戦争は残酷であり、悲惨な結果をもたらす。
この点では、全ての人が同意するだろう。

他方、同意できないこともある。
ロシアのプーチン大統領は最終的な勝利まで、決して攻撃を止めないだろう。どんなに民間人に死者が出ても、建物が破壊されても、多くの国々からの非難が集まり、制裁を受けようと、最後まで続けるに違いない。

それに対して、軍事力で劣るウクライナは、どうすべきなのか?
ゼランスキー大統領に鼓舞され、祖国を守るために戦い続けるべきなのか?
それとも、たとえ、ロシアの支配下に置かれることになったとしても、一刻も早く停戦し、戦争を終わらせるべきなのか?

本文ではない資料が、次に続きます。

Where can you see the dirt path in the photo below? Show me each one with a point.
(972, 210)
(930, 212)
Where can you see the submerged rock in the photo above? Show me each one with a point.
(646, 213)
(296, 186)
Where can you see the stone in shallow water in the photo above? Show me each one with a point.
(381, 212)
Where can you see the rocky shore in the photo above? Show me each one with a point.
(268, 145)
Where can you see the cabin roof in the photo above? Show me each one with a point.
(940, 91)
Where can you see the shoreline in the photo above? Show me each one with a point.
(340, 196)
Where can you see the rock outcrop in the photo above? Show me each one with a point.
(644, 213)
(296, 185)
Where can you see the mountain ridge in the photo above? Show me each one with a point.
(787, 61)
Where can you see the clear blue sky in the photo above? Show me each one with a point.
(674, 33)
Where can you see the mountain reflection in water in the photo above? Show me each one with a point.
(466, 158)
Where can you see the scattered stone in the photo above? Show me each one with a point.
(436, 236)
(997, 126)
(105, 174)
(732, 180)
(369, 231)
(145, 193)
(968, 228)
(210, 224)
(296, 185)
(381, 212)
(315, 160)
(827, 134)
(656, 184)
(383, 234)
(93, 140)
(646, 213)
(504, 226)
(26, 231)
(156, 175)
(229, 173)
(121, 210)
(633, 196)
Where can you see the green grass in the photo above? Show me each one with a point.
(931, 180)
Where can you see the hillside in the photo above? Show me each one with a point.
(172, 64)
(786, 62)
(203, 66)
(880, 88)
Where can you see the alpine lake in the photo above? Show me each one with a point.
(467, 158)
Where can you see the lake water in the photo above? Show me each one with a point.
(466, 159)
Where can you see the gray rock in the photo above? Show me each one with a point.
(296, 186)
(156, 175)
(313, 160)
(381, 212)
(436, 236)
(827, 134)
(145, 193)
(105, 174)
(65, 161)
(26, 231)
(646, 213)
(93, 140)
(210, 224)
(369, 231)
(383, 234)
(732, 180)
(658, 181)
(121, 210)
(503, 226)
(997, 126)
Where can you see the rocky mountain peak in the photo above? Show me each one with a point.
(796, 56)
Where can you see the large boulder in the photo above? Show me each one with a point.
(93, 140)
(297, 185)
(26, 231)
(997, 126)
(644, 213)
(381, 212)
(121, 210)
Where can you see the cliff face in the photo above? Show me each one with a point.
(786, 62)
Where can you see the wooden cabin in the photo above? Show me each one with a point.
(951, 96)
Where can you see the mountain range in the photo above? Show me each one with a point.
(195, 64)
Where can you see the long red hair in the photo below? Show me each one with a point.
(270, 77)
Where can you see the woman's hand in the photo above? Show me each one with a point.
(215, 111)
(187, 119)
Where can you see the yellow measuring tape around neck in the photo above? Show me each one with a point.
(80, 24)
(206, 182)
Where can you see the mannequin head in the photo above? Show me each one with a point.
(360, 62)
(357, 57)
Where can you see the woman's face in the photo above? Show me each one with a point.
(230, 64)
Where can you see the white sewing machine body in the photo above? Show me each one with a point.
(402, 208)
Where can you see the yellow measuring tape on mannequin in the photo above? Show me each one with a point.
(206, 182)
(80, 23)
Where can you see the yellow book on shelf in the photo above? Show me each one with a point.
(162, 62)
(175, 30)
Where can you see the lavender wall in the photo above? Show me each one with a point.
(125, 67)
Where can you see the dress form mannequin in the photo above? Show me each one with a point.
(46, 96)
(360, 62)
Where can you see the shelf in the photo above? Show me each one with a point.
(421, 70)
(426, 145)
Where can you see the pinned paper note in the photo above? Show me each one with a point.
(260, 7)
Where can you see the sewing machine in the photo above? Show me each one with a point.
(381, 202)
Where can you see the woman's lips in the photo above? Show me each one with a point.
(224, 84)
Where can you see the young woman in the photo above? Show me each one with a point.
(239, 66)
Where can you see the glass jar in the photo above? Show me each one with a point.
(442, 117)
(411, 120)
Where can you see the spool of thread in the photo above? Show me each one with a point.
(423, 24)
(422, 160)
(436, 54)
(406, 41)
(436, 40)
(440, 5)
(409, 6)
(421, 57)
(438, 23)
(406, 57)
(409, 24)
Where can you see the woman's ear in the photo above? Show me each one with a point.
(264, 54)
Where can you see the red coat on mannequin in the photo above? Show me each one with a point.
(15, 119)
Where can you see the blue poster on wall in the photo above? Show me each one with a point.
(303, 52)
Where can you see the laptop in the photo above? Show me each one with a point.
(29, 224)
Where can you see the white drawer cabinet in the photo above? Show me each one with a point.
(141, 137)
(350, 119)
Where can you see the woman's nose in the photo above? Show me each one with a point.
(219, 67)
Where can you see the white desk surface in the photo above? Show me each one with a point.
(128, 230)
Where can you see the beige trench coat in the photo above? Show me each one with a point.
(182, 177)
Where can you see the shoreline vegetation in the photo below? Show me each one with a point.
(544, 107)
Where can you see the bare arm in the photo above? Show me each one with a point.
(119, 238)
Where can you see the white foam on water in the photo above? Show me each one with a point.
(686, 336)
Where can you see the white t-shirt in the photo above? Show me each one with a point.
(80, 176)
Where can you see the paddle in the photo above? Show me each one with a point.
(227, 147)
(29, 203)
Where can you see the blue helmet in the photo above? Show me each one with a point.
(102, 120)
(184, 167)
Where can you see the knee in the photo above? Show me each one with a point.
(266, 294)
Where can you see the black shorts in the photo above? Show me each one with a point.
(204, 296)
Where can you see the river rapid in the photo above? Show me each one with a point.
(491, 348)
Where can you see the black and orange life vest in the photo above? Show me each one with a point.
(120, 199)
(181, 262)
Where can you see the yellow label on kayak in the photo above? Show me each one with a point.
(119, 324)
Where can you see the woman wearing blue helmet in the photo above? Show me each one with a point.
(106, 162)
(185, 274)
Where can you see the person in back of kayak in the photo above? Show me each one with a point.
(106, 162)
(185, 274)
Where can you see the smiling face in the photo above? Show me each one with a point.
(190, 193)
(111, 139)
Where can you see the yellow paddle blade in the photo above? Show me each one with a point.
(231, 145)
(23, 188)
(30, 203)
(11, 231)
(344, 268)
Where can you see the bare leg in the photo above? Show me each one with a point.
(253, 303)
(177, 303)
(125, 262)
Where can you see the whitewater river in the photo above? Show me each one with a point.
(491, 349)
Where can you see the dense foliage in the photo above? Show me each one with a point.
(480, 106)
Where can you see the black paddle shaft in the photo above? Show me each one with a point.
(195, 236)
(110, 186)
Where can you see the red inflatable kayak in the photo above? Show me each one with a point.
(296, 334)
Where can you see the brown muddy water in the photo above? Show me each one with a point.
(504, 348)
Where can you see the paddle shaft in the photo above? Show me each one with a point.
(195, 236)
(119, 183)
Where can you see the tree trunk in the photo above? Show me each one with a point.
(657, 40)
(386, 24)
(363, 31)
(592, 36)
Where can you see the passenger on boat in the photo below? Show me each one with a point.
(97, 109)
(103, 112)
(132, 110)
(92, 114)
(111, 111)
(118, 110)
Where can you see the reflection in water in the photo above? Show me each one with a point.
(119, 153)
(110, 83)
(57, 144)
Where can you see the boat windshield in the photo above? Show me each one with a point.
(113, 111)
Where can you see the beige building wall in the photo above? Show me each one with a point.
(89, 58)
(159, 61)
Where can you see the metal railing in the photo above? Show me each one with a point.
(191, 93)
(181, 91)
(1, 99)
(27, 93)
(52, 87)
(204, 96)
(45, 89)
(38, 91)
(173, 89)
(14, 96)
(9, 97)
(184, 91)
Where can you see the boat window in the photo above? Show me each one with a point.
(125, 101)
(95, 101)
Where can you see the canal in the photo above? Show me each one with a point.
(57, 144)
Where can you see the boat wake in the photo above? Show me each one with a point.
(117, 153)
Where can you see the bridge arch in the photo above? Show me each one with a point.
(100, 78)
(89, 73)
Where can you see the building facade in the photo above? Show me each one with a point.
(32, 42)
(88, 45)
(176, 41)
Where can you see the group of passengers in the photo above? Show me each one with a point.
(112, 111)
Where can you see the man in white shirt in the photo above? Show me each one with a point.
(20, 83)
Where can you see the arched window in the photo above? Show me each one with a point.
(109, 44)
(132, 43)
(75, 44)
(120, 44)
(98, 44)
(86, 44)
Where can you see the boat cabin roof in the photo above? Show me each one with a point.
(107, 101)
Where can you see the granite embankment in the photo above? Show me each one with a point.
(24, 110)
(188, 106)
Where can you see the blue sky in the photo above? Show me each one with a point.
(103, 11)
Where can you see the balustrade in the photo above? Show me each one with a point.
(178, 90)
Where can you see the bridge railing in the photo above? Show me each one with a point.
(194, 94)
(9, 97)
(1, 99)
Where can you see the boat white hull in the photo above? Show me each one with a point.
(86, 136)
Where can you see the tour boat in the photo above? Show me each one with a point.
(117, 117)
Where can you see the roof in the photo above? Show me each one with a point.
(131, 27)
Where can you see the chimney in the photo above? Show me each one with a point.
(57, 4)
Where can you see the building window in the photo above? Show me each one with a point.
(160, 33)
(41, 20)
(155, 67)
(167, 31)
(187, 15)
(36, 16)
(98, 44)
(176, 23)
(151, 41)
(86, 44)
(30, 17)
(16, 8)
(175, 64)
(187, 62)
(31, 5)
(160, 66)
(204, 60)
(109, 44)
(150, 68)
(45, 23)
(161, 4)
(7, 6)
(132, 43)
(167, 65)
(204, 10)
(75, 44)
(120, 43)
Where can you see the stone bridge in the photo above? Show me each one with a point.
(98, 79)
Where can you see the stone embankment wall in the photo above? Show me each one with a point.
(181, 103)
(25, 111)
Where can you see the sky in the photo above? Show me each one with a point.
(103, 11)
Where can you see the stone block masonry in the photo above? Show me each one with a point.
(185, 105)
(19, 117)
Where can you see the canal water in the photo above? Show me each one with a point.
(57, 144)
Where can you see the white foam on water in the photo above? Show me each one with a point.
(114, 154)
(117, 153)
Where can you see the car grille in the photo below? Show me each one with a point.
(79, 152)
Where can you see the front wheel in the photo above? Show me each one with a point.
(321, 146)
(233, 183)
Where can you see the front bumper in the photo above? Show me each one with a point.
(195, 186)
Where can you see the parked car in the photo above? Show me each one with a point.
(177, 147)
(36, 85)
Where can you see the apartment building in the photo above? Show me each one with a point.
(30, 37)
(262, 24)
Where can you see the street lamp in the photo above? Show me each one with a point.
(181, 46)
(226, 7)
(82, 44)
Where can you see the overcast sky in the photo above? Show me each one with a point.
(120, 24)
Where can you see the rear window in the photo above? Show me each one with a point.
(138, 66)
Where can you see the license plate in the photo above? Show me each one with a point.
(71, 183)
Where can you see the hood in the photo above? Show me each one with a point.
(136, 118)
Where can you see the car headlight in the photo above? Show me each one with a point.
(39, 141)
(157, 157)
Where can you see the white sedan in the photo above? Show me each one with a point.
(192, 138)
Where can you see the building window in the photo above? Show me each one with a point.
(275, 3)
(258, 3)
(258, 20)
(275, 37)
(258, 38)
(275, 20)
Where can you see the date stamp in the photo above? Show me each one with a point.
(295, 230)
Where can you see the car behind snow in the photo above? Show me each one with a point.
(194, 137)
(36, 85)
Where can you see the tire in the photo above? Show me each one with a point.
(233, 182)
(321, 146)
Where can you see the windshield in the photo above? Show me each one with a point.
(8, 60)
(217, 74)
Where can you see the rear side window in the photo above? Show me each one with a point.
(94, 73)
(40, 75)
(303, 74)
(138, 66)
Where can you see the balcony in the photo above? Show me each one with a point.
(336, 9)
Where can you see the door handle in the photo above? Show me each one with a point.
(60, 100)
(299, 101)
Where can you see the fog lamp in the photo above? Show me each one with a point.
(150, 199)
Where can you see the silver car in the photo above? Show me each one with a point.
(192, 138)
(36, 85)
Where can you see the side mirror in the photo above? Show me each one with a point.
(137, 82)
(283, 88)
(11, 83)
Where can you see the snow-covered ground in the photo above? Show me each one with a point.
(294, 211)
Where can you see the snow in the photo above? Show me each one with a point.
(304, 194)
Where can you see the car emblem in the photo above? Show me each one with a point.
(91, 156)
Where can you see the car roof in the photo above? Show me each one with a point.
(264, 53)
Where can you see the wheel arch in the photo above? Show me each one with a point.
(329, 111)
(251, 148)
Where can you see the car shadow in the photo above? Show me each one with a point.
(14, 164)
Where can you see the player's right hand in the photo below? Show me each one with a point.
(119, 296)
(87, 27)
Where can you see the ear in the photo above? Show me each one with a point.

ロシアの条件を呑み、停戦に踏み切るのは、国を守ることを蜂起することなので、そうした意見は無責任だという論調がある。
それがごく普通の考え方かもしれない。

ところが、その論理だと、実は、プーチンと同じことになってしまう。
プーチンを一方的に悪だと決めつけて、病気だとか、気が狂っているとか非難することは、この状況を理性的に判断していないことになる。
プーチンは、ロシアの主権を守るために、ウクライナへの攻撃を始めた。もし自分の国が他国に攻め込まれたら防衛するのと同じ論理で、自国を守ために戦争せざるを得なかった。
これが彼の論理であり、たとえ人命が失われたとしても、国家のためならばしかたがないと考える。
兵士はそのための駒になる。

このように考えると、侵略された側が、国を守るために兵士だけではなく、市民にまで動員をかけ、命を捨てても国を守るという思想が、人の命よりも国を上に置くことであることがわかる。

一方の側から見ると、攻撃と防衛なので全く違うことのように見えるが、人の命という視点から見ると、同じことになる。
戦うことは、どちらにしても、殺人を犯すことなのだ。

戦争中は、人間は人間性を失いかねない。
ウクライナ人が殺害されている様子を見ると憤慨し、ロシアの非人間性を非難し、攻撃する。その一方で、ロシア兵の死骸を見ると、やっつけたとか、当然の報いなどと思う。
殺人に対して、自分の視点で見方が違ってくる。
その時、すでに理性の歯車が狂っていることに気づくことは少ない。

しかし、そうした中でも、人間性を保つことができれば、人の命を救う道が何か見えてくるに違いない。